Business

Greece buyback puts debt at 34% of its value

  • 12 December 2012
  • From the section Business
Demonstrators against state lay-offs on 3 December
Image caption Along with spending cuts, reducing debt was one of the conditions of Greece's latest bailout

Greece has managed to buy back some of its debt, but did not succeed in reducing its total debt by as much as its backers had hoped.

Holders of Greek debt agreed to sell 31.9bn euros of bonds back to the country at 33.8% of their face value, Greece's debt management agency said.

After 11bn euros is spent on the purchase, the country will be writing off about 20bn euros of debt.
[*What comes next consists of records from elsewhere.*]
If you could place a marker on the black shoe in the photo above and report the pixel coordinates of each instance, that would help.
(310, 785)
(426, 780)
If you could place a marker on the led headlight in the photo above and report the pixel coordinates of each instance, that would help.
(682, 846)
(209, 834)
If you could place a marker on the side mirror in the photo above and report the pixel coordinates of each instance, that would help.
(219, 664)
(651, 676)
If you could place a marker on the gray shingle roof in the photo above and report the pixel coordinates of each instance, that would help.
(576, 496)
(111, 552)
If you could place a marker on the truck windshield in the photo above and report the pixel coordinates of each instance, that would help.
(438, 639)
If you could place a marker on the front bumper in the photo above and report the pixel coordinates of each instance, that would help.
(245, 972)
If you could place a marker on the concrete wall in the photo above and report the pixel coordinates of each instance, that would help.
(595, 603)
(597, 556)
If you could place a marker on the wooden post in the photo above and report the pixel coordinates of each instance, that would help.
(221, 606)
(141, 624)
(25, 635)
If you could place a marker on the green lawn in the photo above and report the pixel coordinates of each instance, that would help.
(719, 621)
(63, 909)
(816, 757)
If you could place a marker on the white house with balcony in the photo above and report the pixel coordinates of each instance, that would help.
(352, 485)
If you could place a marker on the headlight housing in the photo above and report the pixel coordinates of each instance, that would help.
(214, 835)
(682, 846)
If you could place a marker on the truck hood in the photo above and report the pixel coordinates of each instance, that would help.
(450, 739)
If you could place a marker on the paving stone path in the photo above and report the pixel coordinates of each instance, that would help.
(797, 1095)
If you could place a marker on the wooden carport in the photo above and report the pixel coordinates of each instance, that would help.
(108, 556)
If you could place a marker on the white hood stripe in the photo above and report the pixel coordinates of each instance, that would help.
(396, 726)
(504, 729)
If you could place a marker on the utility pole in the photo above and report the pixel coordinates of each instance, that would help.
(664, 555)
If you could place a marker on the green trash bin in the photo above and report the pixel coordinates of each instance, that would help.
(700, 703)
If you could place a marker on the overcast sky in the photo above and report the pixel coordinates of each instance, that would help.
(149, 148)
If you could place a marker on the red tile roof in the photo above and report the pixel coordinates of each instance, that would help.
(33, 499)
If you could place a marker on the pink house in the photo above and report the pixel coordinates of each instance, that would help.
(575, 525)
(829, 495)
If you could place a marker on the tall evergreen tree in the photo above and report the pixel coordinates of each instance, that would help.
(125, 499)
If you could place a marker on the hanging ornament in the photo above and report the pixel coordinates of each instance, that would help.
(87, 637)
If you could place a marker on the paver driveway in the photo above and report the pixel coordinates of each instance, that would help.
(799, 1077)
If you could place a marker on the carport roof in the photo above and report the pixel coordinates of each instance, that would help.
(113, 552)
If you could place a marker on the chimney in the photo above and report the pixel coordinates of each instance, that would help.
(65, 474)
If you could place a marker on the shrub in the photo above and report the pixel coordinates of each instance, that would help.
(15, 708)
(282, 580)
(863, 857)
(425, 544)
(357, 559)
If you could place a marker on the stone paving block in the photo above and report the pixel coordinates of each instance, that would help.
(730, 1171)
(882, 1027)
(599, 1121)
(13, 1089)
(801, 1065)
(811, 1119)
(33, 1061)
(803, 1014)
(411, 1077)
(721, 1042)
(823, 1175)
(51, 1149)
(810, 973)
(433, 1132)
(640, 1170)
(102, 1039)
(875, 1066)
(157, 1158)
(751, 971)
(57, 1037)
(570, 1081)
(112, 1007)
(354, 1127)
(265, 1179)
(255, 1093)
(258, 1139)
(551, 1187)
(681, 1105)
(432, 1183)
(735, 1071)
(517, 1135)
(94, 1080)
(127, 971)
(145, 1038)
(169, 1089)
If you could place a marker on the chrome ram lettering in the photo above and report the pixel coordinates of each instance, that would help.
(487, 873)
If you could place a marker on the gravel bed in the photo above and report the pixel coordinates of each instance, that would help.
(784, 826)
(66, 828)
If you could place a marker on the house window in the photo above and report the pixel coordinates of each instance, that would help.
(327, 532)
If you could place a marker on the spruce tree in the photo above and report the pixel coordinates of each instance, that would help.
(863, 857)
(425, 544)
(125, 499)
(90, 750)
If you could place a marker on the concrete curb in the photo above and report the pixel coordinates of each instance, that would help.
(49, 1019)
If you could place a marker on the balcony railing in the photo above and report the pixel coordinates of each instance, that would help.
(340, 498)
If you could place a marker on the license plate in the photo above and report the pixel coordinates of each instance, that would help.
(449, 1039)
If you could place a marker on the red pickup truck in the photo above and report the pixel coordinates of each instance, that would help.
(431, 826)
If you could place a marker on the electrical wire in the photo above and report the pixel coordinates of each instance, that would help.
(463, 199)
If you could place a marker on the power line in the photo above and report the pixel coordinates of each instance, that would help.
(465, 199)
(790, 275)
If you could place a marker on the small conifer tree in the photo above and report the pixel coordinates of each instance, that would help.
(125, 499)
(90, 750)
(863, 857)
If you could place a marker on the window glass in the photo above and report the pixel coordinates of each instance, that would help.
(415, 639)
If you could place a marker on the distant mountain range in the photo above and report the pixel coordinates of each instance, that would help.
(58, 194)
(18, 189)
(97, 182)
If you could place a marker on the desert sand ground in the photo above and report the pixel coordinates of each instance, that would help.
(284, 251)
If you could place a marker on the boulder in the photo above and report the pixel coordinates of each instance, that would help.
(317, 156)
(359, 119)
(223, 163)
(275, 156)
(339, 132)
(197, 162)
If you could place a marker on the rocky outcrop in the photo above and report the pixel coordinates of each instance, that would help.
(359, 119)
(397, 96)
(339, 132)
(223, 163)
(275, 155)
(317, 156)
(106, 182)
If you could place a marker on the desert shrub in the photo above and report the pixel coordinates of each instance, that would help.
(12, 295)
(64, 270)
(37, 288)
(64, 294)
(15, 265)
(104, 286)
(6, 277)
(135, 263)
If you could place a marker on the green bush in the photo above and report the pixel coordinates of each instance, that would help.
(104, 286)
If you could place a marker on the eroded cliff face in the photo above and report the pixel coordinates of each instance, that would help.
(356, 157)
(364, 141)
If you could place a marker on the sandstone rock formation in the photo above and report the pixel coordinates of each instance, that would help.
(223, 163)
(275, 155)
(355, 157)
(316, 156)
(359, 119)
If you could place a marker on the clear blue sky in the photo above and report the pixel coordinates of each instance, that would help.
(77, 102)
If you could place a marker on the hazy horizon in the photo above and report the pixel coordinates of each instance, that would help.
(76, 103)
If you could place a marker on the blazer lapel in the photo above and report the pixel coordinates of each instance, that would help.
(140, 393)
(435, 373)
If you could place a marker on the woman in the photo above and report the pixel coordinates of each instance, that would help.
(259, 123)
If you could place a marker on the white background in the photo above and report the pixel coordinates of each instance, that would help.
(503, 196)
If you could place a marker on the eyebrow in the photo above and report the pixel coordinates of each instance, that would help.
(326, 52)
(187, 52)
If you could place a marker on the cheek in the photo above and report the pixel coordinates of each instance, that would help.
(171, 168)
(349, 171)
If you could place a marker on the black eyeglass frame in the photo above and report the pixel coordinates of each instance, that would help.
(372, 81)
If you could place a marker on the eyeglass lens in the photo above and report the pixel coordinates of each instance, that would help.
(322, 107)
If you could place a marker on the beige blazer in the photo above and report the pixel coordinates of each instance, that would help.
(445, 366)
The buyback was a condition of Greece getting more of its bailout cash.

The French finance minister Pierre Moscovici said the "satisfactory" results of the auction should mean the funds are released later this week.

Greece has been waiting since June for the loans, to help its heavily indebted economy stay afloat.

The investors will be paid in six-month bonds from the eurozone's EFSF rescue fund.

Target missed

The buyback called for 30bn euros to be repurchased - with the eurozone having set aside 10bn euros in funding to buy back the bonds and reduce Greece's overall debt load.

But Athens said it needed 11.29bn euros from the rescue fund - meaning the 17 nations behind the euro will have to cough up 1.29bn euros more.

The International Monetary Fund had said that Greece must successfully complete a buyback of its own debt to get its next round of bailout cash, worth about 44bn euros, on 13 December.

At the last meeting of Greece's bailout lenders, it was agreed to grant Greece a two-year delay in the speed of spending cuts, in order to take some of the pressure off the country's heavily-depressed economy.

However, the extension inevitably meant the Greek government would be overspending for longer and would therefore run up bigger debts than previously anticipated.

This prompted an objection from the IMF, which made clear that it could not lend money to a government whose debts it considered ultimately unlikely to be paid back.

The IMF's litmus test, laid down as a condition of Greece's latest bailout, is that the government's debts should fall to 124% of the country's annual economic output by 2020.

Private creditors had already agreed in March - for Greece's second bailout - to write off about 107bn euros of government debt. Many banks and insurance companies had officially given up hope of receiving any of the rest of their money back.